At moments the tears still flow but in many other moments I am learning what it is to ‘read a new book.’  I’m reengaging in my work.  I’m having creative conversations with folks around Shannon’s business (ok, there’s another weird thing…it was always ‘my wife’s business’).  I’m getting together with people to watch football and chat (something I haven’t been free to do in years).   I admit that sometimes I feel guilty for enjoying myself too much.  Shouldn’t I be pining away??  People still come with their long faces and ask, “How are you doing?”  I want to give some deep, poignant answer, but the reality is that at most moments I’m doing just fine.  Perhaps I’m fully in denial, but I’m finding ways to move ahead into this new life.

Yesterday one of Shannon’s best friends sent Ben and me a package.  Laura had taken quite a few of Shannon’s ‘Beauty Each Day’ photos and turned them into a book.  The note with it struck me deeply.  Laura lost her mother a while back and she shared some words that Shannon had offered to her in her dark days:

A doorway doesn’t need a door---it can be a giant window to what lies behind and what goes on next.  You aren’t expected to shut it firmly behind you and not look back, or think about what is in the space behind it.  You can leave it wide open and cautiously move ahead while keeping all that is behind you fully in view.  Even as time goes by and you venture off to the doorway into the new space, you can return to the doorway between any time you like, and bask, and reflect, and ponder.

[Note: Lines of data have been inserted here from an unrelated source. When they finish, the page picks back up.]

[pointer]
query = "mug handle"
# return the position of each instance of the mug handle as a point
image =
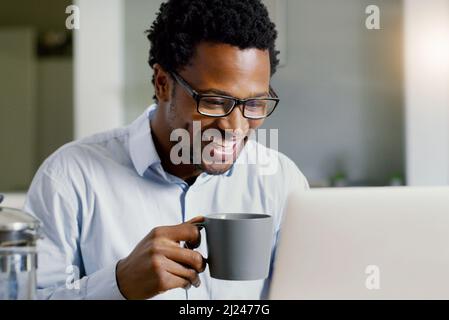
(200, 225)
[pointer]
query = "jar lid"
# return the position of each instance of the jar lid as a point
(16, 220)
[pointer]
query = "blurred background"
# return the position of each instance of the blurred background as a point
(359, 106)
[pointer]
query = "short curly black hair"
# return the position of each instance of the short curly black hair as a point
(180, 25)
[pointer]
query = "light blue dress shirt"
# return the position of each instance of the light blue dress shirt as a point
(99, 196)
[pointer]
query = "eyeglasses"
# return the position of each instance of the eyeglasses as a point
(218, 106)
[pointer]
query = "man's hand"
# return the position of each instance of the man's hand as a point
(158, 263)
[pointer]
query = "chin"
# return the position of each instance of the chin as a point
(214, 169)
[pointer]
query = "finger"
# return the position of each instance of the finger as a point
(182, 232)
(187, 257)
(196, 220)
(173, 281)
(183, 272)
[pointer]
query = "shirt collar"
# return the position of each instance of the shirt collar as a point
(141, 146)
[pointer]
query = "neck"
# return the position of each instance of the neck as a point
(161, 138)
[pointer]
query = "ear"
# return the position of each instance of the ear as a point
(162, 83)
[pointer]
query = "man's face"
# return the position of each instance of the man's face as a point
(224, 70)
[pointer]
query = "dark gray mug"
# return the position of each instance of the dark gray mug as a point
(239, 245)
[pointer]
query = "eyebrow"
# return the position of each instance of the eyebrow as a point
(224, 93)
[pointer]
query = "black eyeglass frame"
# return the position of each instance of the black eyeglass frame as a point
(198, 96)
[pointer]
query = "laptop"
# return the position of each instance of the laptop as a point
(364, 243)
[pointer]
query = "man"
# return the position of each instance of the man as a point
(114, 206)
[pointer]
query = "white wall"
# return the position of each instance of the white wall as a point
(54, 116)
(341, 90)
(427, 91)
(99, 60)
(17, 108)
(139, 15)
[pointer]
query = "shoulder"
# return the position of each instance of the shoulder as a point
(88, 152)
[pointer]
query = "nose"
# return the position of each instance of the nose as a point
(234, 121)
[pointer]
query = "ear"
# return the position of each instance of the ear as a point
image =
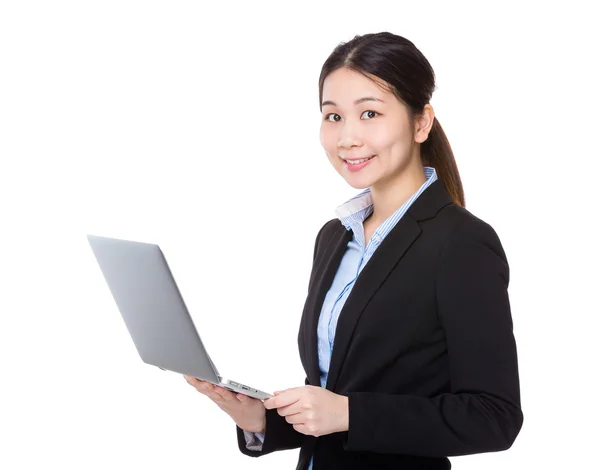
(423, 124)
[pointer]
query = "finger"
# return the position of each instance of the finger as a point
(296, 418)
(286, 398)
(226, 395)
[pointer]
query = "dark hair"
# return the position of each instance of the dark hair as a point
(398, 62)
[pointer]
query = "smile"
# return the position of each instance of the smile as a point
(357, 162)
(357, 165)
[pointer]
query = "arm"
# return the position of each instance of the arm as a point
(482, 413)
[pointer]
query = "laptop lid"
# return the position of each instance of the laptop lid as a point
(152, 307)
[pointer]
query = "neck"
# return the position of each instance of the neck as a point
(388, 196)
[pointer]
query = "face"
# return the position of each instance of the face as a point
(366, 131)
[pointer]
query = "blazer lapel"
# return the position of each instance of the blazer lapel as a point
(326, 271)
(385, 258)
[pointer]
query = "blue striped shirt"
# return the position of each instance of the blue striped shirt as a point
(359, 251)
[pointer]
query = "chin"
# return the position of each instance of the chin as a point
(358, 183)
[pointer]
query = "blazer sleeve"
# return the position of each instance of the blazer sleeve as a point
(482, 412)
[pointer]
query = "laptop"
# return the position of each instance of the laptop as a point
(154, 312)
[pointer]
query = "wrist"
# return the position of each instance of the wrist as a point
(345, 415)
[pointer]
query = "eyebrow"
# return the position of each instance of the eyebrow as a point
(358, 101)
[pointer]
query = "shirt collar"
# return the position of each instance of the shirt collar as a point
(357, 209)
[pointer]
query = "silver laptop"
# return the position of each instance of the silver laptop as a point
(154, 312)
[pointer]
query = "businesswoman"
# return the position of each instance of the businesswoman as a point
(406, 334)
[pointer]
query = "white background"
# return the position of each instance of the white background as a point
(196, 127)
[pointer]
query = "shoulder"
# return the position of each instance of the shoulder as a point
(466, 236)
(327, 233)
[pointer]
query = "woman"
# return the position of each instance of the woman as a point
(411, 285)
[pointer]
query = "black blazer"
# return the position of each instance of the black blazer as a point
(424, 347)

God, I have walked through that doorway.  Last Sunday night at our Bishop’s Theological Conference we had a service for the remembrance of the saints.  I stood in that doorway and lit a candle in Shannon’s memory.  The tears flowed.  This morning in worship our congregation will celebrate ‘All Saints Day’ (a week behind, but that’s how People of Hope rolls sometimes!).  Ben and I will together stand at the door and remember.  We will receive the reassurance that you have conquered death for your people…for Shannon.  It will be hard, but as Ben says, “Dad, we need to do this.” 

God, help me to keep that door open.  When it is appropriate, bring me to that door to look back and remember.  At other times, lead me into the new life you provide.


Thank you for allowing Laura to share Shannon’s words with me.